Claire from the HBF got back in touch with us recently to let us know how things got on and what impact it has.
“To build inner confidence, social networks, independence and agency over one’s well-being are vital aspects of survivors’ journeys to sustained recovery. This project achieved just that: a band of “happy women together” supporting each other, building strength and owning their own power.
So yes they did it!
The weather was not kind to us on Ben Nevis - we encountered sheet rain and gale force winds of 60 - 70mph. We were being blown off our feet as we tried to scale the mountain. Despite the awful conditions the women showed immense courage and determination and decided to push on further. Eventually, in order to make sure we all made it down safely the Mountain Leaders decided we needed to turn back, the wind was too strong and the risk of someone injuring themselves was too high. Despite this, at the end of our first day hiking morale was soaring, with the team feeling proud of what we had accomplished and the strength we had displayed on the mountain. We all reached our own summit today.

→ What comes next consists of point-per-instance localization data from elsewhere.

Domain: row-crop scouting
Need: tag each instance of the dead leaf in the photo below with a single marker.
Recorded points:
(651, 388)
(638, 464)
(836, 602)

Unfortunately, the bad weather was our constant companion! The wind did drop for the next two mountains, but was replaced with hailstones and heavy rain. However, the team showed immense courage and laughed, chatted and sang their way up the mountains.
It wasn’t all smooth sailing and there were some difficult times during the challenge - I guess it wouldn’t be a challenge if it was easy! The combination of long drives and long hikes with no alone time, meant we all had our own personal mountains to tackle. Low mood would creep in, sickness, lack of sleep, pain and physical exhaustion all contributed to emotions running high at times. On top of that we had van troubles to contend with - the van broke down at the bottom of Scafell Pike filled with fourteen tired and wet women, and no phone signal!
Importantly, everyone gave it their all, staying positive despite being exhausted and the difficult weather conditions. The group supported each other till the end, and witnessing such camaraderie and care for one another was incredible to experience. We had some amazing moments with beautiful views, lake swims, delicious home-cooked dinners, dancing in the vans, songs up the mountain, and long belly laughs that would shake you out of your bunk bed”
It sounded like an amazing trip and despite the less than ideal weather this quote from one of the participants really sums up how much of an immense impact it had.
'I think there is a reason why they called this 'Hike for Freedom' and this is it for me: It has helped me find the freedom, the voice, the spirit and the positivity that I've been looking for... People have told me 'you can't do this', 'you can't achieve this', 'you're not this', 'you're not that', but after today, nobody will tell me 'you can't do this' or 'you can't achieve this'. I have become a professional hiker! I've smashed it! I am so glad and happy that I was in the midst of all these beautiful women and souls because the whole team has been really, really supportive of us all and you know we are very grateful.’